I didn’t know that about bipolar being an excluded pre-existing condition. But I agree, you’re not bipolar anyway. Not from what you’ve described here.**
I do know there’s kind of a dance between the psychiatric community and insurers – most therapists know which diagnoses carry which implications with major insurers. They don’t really have time to pore over the whole DSM-IV for each and every patient, looking for the specific cranny that describes them best. “Depressed”. That’s what most people start out with. My therapists have asked me if it’s OK to use that one – you could tell yours on the phone, before you even have your first appointment, that you’re concerned about insurance and want to start with a simple “official” diagnosis. See what they say.

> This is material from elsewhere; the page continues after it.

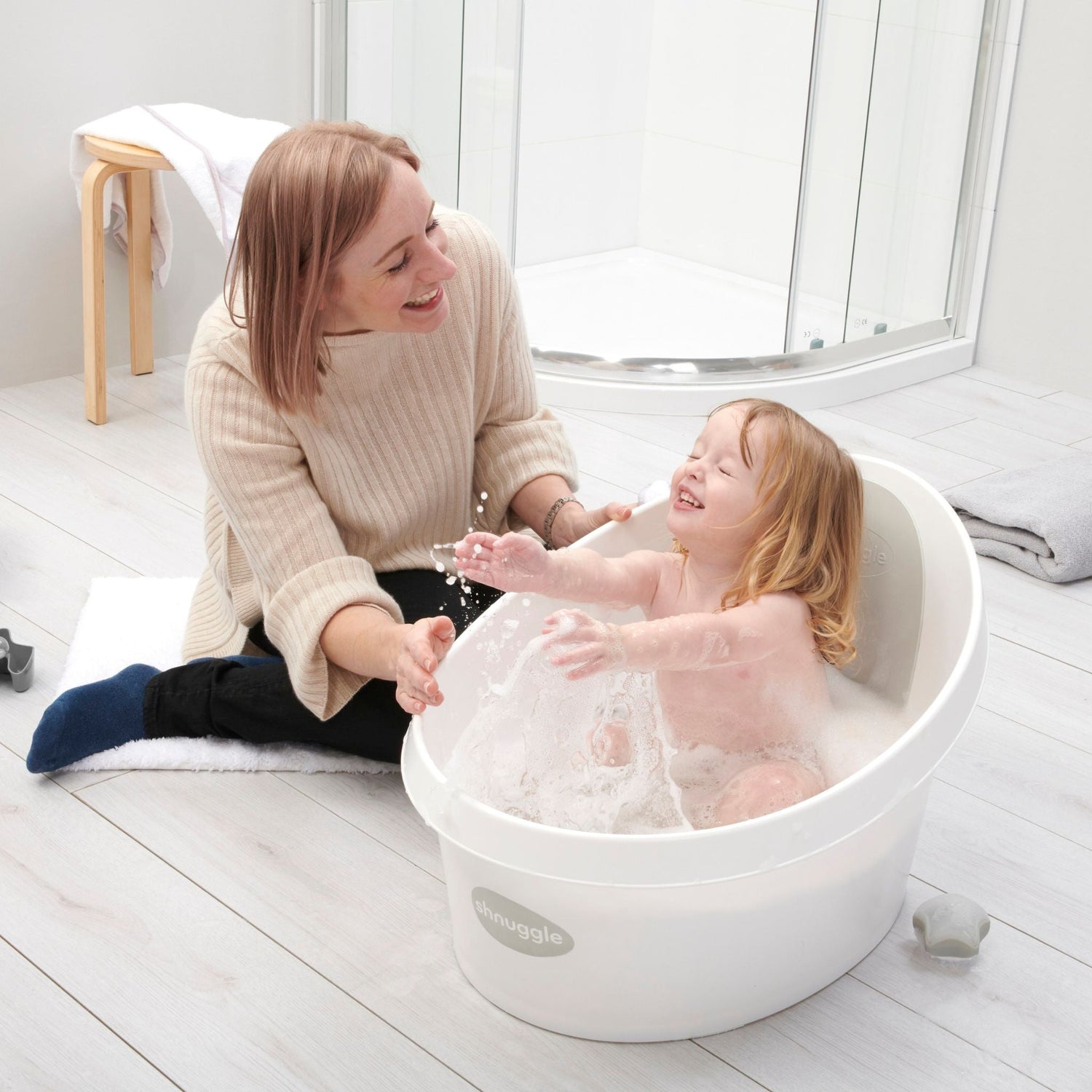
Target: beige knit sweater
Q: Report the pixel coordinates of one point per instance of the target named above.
(412, 430)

Therapists don’t look for more specific descriptions and categories unless it’s warranted by the patient’s need for treatment. Their only real goal is to work with you and your insurance plan to see that you get as much treatment as you want and need and can afford. That’s all.
Plenty of communities have mental health clinics with sliding scale fees – they don’t even HAVE to go through an insurer.
See, this is what you don’t get, because of the nature of your specific condition. Therapy is about a relationship. A relationship between a patient and a doctor. It’s not about categorizing.
It’s not about controlling, either.
Seeking involuntary commitment – do you realize how much work that is, for a therapist? They don’t have time to mess around with that unless there’s a HUGE crisis, and I’m saying HUGE.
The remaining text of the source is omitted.